That is why I asked you about "This" string in ibd. 

mysql> select unhex(conv(1416128883,10,16)) a;
+------+
| a    |
+------+
| This |
+------+
1 row in set (0.00 sec)

The first crash looks to be query cache related.

These are all MySQL and OS bugs.  No bad memory here.  I've seen this same scenario play out 10-20 times but nobody is willing to try fixing it.
If it will be fixed then we have to disallow printing of stack traces in the error log because it uses unsafe API's).

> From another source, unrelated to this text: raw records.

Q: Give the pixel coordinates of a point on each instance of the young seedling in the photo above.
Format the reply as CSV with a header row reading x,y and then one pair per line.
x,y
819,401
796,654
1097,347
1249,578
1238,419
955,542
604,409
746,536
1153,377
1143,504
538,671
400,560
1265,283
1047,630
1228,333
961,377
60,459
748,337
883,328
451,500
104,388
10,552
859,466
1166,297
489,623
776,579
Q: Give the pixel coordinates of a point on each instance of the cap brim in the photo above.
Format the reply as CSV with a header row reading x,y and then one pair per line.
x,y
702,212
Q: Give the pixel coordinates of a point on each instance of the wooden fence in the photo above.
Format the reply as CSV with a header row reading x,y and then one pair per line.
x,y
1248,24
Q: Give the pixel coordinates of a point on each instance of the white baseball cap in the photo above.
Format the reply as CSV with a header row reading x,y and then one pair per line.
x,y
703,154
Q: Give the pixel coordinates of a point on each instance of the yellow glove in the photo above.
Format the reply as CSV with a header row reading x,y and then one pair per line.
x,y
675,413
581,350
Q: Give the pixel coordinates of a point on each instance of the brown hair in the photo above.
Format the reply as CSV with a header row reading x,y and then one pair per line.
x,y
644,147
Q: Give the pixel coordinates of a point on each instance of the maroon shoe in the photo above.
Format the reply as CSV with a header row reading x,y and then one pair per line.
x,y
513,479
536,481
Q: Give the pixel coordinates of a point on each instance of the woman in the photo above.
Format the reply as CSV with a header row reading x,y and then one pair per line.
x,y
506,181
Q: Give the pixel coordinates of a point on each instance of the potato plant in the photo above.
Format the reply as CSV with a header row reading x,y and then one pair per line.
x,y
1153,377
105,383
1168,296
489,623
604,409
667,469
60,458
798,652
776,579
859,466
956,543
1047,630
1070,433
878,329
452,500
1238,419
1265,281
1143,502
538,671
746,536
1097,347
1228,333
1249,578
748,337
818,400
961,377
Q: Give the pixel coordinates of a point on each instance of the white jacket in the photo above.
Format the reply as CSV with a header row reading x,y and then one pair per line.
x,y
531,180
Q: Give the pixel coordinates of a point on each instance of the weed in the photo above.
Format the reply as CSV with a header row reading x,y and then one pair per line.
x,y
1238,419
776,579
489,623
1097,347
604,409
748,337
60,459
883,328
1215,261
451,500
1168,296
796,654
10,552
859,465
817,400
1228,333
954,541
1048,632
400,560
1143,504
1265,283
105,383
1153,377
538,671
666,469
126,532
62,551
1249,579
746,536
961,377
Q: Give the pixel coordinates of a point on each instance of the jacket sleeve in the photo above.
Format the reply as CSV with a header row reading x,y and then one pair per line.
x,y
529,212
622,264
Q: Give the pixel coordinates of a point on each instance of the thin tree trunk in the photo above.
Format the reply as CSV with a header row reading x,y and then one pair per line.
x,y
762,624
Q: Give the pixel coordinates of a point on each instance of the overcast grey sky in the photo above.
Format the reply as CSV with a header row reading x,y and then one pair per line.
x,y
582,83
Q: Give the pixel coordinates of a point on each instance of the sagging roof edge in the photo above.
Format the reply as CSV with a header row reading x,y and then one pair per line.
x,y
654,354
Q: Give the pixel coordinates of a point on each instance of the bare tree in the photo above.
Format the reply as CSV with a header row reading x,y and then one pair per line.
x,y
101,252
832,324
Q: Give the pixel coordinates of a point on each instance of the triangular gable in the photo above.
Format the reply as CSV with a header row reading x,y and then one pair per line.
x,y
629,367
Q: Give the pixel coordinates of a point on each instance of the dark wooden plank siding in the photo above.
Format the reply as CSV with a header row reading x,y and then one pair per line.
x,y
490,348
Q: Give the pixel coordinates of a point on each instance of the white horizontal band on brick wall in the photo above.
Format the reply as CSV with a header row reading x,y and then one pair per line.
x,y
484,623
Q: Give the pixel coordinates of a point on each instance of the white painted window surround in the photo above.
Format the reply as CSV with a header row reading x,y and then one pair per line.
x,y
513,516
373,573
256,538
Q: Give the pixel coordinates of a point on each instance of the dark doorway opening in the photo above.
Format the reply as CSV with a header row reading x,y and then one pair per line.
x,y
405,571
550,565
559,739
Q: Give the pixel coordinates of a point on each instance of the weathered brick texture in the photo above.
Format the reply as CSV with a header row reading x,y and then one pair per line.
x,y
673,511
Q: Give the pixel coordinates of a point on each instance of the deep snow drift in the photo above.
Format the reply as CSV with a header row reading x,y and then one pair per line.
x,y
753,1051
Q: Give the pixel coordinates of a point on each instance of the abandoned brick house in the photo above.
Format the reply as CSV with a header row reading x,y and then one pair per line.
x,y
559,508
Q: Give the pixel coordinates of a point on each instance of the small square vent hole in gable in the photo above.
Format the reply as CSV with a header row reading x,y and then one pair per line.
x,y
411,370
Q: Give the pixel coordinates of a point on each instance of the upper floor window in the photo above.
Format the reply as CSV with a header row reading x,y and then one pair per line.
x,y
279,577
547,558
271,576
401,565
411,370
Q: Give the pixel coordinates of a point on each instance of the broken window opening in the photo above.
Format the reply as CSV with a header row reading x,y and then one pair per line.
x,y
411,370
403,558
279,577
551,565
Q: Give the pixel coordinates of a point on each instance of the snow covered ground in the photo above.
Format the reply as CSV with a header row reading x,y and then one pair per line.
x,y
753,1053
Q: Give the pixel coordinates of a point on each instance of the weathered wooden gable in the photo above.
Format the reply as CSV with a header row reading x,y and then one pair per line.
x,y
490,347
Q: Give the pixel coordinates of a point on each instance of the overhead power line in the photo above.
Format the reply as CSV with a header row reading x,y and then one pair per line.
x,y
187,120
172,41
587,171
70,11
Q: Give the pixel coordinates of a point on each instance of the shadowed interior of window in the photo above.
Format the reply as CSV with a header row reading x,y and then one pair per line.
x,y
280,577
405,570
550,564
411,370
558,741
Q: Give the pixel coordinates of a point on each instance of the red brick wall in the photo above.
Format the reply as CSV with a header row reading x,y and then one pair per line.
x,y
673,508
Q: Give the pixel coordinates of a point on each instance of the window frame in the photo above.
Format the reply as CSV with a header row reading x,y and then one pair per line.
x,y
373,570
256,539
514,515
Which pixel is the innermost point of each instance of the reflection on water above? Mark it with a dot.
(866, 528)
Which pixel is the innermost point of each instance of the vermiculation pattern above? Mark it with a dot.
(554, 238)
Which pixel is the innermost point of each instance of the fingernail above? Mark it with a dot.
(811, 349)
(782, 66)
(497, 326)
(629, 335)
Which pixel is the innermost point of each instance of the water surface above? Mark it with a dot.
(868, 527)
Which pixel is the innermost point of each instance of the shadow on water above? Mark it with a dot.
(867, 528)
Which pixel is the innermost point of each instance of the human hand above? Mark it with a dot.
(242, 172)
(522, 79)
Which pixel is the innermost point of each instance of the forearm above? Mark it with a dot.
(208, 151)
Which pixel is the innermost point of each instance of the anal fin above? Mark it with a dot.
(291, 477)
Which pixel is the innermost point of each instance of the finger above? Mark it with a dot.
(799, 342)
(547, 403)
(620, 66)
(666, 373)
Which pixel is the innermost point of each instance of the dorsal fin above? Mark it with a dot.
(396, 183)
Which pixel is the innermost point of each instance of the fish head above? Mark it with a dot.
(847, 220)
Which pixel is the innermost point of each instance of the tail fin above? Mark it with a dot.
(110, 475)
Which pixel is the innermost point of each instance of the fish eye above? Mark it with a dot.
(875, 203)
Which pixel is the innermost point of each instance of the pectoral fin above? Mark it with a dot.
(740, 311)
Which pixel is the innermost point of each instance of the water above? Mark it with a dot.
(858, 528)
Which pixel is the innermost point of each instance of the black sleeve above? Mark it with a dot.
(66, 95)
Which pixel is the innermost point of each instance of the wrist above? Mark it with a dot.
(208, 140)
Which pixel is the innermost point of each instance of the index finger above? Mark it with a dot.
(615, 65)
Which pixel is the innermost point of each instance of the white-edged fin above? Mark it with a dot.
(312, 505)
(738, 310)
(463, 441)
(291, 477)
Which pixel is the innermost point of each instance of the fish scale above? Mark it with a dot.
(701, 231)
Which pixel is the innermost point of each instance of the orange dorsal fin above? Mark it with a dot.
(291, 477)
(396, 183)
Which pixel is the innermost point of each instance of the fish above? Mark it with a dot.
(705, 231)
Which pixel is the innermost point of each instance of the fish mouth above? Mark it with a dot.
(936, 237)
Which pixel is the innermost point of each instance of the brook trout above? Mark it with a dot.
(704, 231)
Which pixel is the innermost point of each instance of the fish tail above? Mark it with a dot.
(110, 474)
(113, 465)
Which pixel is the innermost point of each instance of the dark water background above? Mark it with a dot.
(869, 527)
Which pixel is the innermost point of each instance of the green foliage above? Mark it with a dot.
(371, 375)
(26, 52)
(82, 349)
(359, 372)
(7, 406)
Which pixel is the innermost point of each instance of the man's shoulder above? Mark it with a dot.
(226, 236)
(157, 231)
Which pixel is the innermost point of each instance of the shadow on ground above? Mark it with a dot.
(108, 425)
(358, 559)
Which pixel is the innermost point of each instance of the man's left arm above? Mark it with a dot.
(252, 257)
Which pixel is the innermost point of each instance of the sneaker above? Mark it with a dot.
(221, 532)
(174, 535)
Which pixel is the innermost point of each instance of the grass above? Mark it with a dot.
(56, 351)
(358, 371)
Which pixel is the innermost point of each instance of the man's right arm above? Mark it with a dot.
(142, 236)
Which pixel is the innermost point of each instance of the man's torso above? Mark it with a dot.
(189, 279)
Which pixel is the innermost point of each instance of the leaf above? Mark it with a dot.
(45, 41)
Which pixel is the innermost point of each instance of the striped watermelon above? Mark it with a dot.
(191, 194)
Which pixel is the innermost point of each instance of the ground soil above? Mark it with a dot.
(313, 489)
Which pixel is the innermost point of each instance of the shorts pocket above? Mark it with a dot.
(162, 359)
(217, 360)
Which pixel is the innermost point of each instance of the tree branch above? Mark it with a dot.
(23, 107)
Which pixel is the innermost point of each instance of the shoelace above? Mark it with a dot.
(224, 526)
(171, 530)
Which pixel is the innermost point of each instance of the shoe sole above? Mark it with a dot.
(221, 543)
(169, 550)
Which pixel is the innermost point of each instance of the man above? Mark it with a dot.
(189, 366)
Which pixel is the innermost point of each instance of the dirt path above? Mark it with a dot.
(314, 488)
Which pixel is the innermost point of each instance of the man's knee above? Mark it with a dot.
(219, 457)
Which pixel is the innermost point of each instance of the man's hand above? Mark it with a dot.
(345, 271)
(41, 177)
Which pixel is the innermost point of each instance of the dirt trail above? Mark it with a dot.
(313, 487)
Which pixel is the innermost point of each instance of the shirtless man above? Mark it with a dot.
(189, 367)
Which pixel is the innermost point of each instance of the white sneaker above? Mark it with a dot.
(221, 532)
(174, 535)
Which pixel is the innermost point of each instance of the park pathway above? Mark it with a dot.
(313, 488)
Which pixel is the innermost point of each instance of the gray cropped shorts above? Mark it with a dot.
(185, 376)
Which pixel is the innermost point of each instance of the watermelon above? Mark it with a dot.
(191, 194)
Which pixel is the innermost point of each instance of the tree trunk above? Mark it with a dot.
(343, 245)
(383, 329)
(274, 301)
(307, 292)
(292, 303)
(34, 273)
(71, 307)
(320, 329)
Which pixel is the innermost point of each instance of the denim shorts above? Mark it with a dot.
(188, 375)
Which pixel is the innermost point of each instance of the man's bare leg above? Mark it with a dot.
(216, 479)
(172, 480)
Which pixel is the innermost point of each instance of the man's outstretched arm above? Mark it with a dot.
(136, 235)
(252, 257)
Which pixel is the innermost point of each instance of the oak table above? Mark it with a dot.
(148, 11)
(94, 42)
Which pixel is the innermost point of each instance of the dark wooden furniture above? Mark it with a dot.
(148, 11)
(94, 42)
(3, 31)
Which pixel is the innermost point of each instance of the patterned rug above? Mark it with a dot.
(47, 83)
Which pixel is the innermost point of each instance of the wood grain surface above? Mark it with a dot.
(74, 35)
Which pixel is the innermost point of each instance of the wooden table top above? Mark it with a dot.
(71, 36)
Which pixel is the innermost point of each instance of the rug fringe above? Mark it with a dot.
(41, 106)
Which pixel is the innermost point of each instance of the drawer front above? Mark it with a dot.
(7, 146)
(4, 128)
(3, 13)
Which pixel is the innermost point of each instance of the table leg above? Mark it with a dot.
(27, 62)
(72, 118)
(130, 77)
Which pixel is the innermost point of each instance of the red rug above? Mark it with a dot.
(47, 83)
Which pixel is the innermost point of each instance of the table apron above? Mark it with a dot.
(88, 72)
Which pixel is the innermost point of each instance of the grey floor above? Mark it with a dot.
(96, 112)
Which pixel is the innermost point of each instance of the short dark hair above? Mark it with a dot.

I really wonder if --gdb option of mysqld should be used in production instead (and customer/user has to analyze core files all crashes).

Hello,
We have a similar problem:
- HW - The database is hosted  on Virtual machine
 - OS - OS is RHEL 6.6
 - Database - MySQL 5.6.21 standalone
The attached file "CH-EU-MYSQL.err" contains details.

Thank you four your help.

Hi,

There are no files attached ...

Hello,
Hop you are able to get attached log file from January 11th.

We were able to restore the database but the incident has happened again on 20th Feb 2018. This time were not able to take backup after starting database in recovery mode. So there was data loss this time.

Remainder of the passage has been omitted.